DELPHINE REGUIG Faire preuve de « sympathie historique »

12 mai 2021. Delphine Reguig, professeure de littérature française du XVIIe siècle, et chercheuse au sein de l’Institut d’Histoire des Représentations et des Idées dans les Modernités (IHRIM), est nommée membre senior de l’Institut Universitaire de France à compter du 1er octobre 2021 et pour une durée de 5 ans.

©Delphine REGUIG

Cinq années durant lesquelles Delphine va s’investir dans un sujet de recherche qui la passionne : l’imaginaire de la temporalité tel qu’il a été constitué par la monarchie absolue dans l’Ancien Régime entre la fin des guerres de religion et la Révolution française. Pour cela, elle collabore avec des chercheurs de domaines variés : historiens, historiens de l’art ou des sciences, philosophes, juristes, linguistes, ce qui permet de croiser les regards pour mieux comprendre la culture de cette période.

« L’idée est de montrer comment les rois ont travaillé à manipuler la représentation que leurs sujets se faisaient du temps,  en donnant par exemple au présent une valeur politique toute particulière » explique Delphine.
Louis XIV est un parfait exemple de cette instrumentalisation ayant passé son règne à démontrer à ses sujets qu’ils vivaient une époque sans précédent. Les dictionnaires du temps s’appuient ainsi sur l’exemple du « Grand Siècle » pour parler de cette période, mettant en parallèle le règne de Louis XIV avec celui des empereurs romains.

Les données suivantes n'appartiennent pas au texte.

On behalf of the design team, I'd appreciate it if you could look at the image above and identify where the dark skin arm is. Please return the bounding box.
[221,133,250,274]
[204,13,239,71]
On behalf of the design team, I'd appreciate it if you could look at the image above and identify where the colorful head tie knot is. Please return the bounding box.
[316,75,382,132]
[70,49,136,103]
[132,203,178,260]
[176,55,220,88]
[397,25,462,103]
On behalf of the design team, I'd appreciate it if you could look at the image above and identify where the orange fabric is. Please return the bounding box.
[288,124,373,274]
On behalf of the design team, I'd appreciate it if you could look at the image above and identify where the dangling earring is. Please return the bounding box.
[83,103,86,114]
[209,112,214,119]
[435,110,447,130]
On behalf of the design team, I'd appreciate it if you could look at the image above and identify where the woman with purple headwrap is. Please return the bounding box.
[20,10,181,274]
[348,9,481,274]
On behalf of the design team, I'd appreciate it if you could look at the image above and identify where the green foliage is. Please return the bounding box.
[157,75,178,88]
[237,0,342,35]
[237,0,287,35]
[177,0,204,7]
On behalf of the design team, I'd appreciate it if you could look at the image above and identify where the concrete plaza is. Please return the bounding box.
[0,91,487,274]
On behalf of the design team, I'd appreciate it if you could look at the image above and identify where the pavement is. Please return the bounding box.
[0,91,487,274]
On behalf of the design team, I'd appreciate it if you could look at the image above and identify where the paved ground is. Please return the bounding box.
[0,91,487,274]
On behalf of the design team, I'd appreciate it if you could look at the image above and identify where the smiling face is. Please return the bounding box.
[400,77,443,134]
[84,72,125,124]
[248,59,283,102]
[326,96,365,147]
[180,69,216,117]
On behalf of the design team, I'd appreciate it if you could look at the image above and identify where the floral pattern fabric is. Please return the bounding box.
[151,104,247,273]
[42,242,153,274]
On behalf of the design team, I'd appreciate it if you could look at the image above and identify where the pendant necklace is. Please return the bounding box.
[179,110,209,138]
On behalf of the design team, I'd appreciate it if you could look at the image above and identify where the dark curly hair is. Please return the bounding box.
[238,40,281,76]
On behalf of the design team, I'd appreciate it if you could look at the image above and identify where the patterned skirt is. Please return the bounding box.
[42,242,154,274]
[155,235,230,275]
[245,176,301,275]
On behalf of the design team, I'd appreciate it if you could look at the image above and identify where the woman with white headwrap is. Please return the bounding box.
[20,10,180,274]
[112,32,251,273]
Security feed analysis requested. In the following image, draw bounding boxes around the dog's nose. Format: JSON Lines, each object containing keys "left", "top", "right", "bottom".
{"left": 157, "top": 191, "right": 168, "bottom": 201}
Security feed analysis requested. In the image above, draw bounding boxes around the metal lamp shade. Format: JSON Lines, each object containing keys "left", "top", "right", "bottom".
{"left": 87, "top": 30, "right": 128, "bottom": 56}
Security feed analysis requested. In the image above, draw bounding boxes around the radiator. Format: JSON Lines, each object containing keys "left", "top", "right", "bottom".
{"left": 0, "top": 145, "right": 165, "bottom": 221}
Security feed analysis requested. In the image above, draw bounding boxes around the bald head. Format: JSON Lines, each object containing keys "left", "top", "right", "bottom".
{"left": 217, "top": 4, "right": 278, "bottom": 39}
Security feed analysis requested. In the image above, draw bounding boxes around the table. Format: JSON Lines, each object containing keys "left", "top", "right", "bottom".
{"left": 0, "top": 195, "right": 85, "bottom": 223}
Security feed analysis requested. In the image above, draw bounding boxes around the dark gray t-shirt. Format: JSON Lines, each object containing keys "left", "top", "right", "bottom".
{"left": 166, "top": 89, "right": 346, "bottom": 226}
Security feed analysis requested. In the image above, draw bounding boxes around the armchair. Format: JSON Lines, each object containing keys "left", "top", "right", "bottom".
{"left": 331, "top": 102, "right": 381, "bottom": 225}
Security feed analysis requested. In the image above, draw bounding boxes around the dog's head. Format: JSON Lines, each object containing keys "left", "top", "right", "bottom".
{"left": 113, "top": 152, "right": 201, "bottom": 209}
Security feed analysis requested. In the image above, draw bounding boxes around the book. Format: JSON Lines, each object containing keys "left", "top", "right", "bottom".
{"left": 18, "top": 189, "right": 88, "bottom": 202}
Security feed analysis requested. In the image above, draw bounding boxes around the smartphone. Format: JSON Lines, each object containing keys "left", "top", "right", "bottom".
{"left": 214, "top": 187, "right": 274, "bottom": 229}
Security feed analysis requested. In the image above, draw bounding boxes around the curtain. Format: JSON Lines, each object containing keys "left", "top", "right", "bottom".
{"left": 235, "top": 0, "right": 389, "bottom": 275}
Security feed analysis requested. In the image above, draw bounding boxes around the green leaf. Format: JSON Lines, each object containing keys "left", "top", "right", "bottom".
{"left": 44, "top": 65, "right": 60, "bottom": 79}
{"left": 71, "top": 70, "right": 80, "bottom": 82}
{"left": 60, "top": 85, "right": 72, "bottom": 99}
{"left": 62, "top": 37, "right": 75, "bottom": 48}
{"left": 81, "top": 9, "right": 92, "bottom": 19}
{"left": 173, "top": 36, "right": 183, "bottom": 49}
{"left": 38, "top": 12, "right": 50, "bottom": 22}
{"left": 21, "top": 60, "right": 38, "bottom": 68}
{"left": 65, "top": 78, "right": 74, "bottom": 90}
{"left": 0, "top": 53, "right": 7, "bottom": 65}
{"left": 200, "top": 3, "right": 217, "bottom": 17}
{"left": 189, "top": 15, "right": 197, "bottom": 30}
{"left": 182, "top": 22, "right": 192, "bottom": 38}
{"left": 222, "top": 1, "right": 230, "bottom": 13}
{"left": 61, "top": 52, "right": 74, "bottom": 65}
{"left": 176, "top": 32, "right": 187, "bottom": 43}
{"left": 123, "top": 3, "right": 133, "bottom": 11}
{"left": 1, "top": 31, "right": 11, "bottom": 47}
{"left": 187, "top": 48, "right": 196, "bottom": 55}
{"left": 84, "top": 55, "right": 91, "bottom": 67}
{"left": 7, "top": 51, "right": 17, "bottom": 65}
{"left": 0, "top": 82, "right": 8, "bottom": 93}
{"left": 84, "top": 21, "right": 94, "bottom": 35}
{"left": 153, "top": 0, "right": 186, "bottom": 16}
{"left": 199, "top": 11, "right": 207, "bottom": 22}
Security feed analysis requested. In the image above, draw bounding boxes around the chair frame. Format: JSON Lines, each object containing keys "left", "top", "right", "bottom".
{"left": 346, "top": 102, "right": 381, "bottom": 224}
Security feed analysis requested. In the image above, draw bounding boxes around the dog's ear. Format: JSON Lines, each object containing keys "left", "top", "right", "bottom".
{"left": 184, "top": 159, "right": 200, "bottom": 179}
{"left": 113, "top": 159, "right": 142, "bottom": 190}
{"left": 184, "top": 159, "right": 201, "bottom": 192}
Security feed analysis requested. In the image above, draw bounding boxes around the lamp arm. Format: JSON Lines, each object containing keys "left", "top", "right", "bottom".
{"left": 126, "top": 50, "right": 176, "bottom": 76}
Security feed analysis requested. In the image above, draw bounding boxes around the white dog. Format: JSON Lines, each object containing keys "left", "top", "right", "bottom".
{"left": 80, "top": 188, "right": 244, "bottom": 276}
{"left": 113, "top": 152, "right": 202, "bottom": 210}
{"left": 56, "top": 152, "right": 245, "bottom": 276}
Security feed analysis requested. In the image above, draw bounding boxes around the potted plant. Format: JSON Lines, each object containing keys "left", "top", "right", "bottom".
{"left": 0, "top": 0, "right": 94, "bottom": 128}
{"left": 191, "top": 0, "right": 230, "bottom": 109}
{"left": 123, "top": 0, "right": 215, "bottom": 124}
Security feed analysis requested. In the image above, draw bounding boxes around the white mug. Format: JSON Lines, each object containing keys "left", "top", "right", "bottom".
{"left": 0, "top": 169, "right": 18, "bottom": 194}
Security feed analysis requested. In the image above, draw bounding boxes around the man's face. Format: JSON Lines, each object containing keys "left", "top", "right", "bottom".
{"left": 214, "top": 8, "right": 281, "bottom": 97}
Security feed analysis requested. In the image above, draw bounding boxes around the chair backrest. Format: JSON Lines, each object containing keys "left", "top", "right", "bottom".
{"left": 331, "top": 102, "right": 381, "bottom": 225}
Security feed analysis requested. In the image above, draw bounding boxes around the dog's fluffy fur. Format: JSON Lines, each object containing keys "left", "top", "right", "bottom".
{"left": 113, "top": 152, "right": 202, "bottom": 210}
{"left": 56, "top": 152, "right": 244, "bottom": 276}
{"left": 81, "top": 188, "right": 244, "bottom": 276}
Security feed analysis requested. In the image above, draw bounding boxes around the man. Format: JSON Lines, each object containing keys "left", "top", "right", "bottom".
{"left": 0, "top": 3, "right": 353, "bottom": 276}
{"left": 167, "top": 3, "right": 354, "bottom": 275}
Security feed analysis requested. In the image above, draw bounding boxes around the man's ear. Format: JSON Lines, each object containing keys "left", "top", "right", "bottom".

« Je suis tombée dans les livres… »

« Je suis tombée dans les livres lorsque j’étais petite et n’en suis jamais ressortie » raconte Delphine amusée.
Si l’accès aux livres était assez restreint dans son environnement familial, Delphine Reguig va paradoxalement être passionnée très tôt par l’art, la culture, la littérature. Après un bac littéraire, elle rentre en classes préparatoires Hypokhâgne et Khâgne à Toulouse d’où elle est originaire. Ses études se passent bien et elle poursuit par l’agrégation après son entrée à l’École Normale Supérieure de Fontenay Saint-Cloud, en banlieue parisienne (actuelle ENS de Lyon). Elle choisit ensuite la recherche et c’est sous la direction d’Antony McKenna qu’elle vient faire son Master 2 à Saint-Étienne et commence à travailler sur le milieu culturel de Port-Royal.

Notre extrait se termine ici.